Swaraetam.com, KUTAI KARTANEGARA – Dinas Pendidikan dan Kebudayaan (Disdikbud) Kutai Kartanegara (Kukar) terus berupaya meningkatkan pemahaman para tenaga pendidik terhadap kebijakan terbaru mengenai formasi jabatan fungsional. Upaya ini dilakukan melalui kegiatan sosialisasi yang dilaksanakan di Hotel Grand Fatma Tenggarong, dan dihadiri oleh ratusan guru, pengawas sekolah, penilik, serta pamong belajar sejak Senin (19/5/2025).
Kegiatan tersebut direncanakan berlangsung selama tiga hari, dari Senin hingga Rabu, dan dibagi dalam dua sesi untuk memastikan penyampaian materi lebih fokus serta memudahkan peserta memahami kebijakan yang disosialisasikan.
Plt Sekretaris Disdikbud Kukar, Joko Sampurno, menyampaikan bahwa kegiatan ini sangat penting mengingat masih banyak pendidik yang belum sepenuhnya memahami perubahan sistem jenjang karier dalam jabatan fungsional.
“Ini adalah bagian dari peningkatan kapasitas tenaga pendidikan, khususnya dalam memahami jabatan fungsional dan mekanisme baru kenaikan pangkat,” ujarnya.

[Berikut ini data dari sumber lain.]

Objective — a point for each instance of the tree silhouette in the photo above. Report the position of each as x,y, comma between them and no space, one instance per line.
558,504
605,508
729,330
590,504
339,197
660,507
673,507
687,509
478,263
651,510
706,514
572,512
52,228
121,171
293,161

Ia menambahkan bahwa perubahan paling mendasar ada pada persyaratan untuk kenaikan pangkat. Jika sebelumnya hanya perlu melengkapi dokumen administratif, kini guru yang ingin naik jabatan, dari jenjang muda ke madya atau hingga utama, harus mengikuti uji kompetensi.
“Kalau dulu cukup dengan dokumen administratif, sekarang untuk naik dari jabatan muda ke madya, atau ke tingkat utama, harus melalui uji kompetensi,” terangnya.
Sosialisasi ini diikuti oleh sekitar 360 peserta dari berbagai jenjang pendidikan di wilayah Kukar. Joko menekankan bahwa pemahaman yang baik terhadap peraturan baru ini akan membantu para guru menghindari kendala administrasi di masa mendatang.
“Kami berharap peserta bisa mengikuti kegiatan ini dengan baik, sehingga tidak mengalami kesulitan saat mengurus kenaikan pangkat dan dapat menjalankan tugas dengan profesional,” pungkasnya.